A ver a qué horas
Opinión

A ver a qué horas

Miscelánea

En la democracia, difícilmente representará a sus contemporáneos

el más sabio, sino aquél que más se les parece, y habla y actúa como ellos.

Ikram Antaki 

Hace ya algunos meses me acosa una pesadilla. Una bandada de gansos me persigue. Hasta hoy no han conseguido alcanzarme, pero me acojonan. Despierto bañada en sudor y sin aliento. Parafraseando a Monterroso: cuando despierto, un ganso sigue ahí. En la tele, en el radio, en las plazas publicas, en los mercados. Cada mañana en su misa de siete, se repite: corrupción… este… corrupción… ehhh… impunidad … este… mafia en el poder.

Es folclórico, gracioso, y le sobran ocurrencias. A una pregunta concreta puede responder cualquier cosa excepto lo que le preguntan. Que no es un vulgar ambicioso y que nunca miente, insiste de manera obsesiva. En prueba de su buena fe y su honestidad valiente, antes incluso de asumir su puesto, canceló la construcción del nuevo aeropuerto. Su contundencia me recuerda a papá cuando decía: “en esta casa mando yo, y si me equivoco… vuelvo a mandar”.

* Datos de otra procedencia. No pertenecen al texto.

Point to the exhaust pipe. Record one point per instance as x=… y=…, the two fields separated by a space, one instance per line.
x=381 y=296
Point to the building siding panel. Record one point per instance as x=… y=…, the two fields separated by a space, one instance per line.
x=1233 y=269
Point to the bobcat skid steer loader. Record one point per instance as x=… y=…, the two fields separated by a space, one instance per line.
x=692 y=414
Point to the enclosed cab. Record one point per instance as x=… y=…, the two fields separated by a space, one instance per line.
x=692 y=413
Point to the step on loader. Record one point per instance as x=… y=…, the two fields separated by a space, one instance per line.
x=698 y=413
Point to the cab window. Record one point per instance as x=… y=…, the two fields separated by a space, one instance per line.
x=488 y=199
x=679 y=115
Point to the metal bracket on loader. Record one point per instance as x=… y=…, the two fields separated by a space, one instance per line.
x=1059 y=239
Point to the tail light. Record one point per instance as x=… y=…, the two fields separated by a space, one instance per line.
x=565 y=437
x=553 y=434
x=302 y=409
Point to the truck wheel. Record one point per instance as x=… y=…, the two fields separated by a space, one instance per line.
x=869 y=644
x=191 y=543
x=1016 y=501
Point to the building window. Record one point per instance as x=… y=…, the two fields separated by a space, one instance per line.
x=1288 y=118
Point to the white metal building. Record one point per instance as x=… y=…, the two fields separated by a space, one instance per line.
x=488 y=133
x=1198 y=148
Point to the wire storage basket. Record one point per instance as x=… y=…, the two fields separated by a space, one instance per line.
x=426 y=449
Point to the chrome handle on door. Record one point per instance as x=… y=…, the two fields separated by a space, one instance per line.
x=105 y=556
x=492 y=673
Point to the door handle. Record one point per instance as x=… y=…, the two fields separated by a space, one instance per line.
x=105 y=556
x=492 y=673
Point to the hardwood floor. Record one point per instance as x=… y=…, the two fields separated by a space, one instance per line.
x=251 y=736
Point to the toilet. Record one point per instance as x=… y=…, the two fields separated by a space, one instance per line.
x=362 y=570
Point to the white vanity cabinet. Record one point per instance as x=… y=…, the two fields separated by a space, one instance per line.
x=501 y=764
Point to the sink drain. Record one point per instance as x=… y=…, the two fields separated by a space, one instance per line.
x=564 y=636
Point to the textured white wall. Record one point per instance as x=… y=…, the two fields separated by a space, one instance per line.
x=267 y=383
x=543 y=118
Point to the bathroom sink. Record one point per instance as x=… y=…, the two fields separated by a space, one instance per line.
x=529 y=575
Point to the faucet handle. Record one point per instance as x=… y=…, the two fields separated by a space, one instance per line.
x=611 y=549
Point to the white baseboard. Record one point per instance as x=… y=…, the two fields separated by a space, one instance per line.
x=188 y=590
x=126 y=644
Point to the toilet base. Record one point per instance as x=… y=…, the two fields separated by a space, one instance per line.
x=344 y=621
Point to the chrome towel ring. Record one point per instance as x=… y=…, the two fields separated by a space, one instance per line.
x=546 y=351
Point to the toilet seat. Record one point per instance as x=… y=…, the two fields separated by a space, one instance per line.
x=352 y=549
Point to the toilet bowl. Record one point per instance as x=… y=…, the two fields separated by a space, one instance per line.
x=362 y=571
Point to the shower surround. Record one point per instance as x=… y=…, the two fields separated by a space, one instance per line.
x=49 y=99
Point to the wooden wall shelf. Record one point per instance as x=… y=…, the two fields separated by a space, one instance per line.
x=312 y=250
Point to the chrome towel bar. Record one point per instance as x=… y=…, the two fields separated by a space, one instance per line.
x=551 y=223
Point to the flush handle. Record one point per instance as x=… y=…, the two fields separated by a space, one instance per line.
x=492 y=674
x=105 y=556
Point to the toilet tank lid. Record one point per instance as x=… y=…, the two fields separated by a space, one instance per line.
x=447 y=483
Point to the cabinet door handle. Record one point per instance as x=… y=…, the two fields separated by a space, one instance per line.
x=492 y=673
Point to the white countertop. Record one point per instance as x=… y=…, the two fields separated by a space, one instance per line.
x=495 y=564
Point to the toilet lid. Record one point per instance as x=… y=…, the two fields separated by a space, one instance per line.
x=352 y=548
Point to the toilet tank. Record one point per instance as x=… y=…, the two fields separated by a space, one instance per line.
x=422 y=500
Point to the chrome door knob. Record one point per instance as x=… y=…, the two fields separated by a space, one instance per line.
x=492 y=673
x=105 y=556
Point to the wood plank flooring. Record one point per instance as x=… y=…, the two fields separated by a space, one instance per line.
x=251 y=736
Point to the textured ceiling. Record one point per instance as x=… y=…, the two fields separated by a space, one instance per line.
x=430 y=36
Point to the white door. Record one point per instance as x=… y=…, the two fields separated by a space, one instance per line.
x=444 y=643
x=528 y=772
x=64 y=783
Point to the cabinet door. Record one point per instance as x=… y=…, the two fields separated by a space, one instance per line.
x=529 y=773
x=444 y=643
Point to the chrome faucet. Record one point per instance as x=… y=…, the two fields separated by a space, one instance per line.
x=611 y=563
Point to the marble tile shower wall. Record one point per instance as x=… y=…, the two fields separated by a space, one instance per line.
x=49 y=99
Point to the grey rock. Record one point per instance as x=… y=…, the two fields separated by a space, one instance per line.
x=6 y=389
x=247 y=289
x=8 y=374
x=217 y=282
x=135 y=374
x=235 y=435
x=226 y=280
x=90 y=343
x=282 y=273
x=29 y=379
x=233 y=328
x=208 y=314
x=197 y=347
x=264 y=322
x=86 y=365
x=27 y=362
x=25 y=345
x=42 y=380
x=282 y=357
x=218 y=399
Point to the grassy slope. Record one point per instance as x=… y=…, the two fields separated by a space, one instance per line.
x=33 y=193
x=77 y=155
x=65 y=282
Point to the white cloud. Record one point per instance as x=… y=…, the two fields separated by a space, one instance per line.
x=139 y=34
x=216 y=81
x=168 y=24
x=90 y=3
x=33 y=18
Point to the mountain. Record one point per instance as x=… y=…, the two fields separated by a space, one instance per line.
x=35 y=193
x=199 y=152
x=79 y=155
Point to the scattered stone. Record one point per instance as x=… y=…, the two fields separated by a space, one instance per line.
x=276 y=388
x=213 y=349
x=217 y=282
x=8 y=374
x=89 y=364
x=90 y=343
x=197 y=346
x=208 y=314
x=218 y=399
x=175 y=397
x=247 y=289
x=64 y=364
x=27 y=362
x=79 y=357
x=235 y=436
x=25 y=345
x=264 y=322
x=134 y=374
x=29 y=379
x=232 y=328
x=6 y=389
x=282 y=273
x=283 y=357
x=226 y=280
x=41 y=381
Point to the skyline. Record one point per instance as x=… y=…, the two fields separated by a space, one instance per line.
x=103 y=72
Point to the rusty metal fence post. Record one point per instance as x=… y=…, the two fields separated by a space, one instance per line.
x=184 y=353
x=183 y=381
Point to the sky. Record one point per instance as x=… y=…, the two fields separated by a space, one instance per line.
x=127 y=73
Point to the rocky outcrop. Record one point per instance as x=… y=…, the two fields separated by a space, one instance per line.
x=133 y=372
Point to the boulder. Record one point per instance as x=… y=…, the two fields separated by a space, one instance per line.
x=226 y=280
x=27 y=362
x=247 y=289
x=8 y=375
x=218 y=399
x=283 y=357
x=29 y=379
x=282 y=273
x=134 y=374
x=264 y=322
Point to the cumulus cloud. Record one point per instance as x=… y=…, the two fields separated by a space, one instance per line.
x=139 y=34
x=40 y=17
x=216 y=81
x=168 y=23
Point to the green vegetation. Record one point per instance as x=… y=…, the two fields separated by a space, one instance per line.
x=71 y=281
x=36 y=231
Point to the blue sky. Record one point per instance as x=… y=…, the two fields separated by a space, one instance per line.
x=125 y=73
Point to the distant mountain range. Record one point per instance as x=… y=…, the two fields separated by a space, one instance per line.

El alma generosa del ganso no conoce el rencor, y para demostrarlo, resucita legalmente a delincuentes y da su bendición a los líderes más corruptos: borrón y cuenta nueva. Para atrás; ni para tomar impulso, repite. Hombre íntegro, de profundas convicciones, en el Zócalo capitalino y frente a su pueblo sabio, protestó por primera vez como presidente legítimo el 20 de noviembre del 2006.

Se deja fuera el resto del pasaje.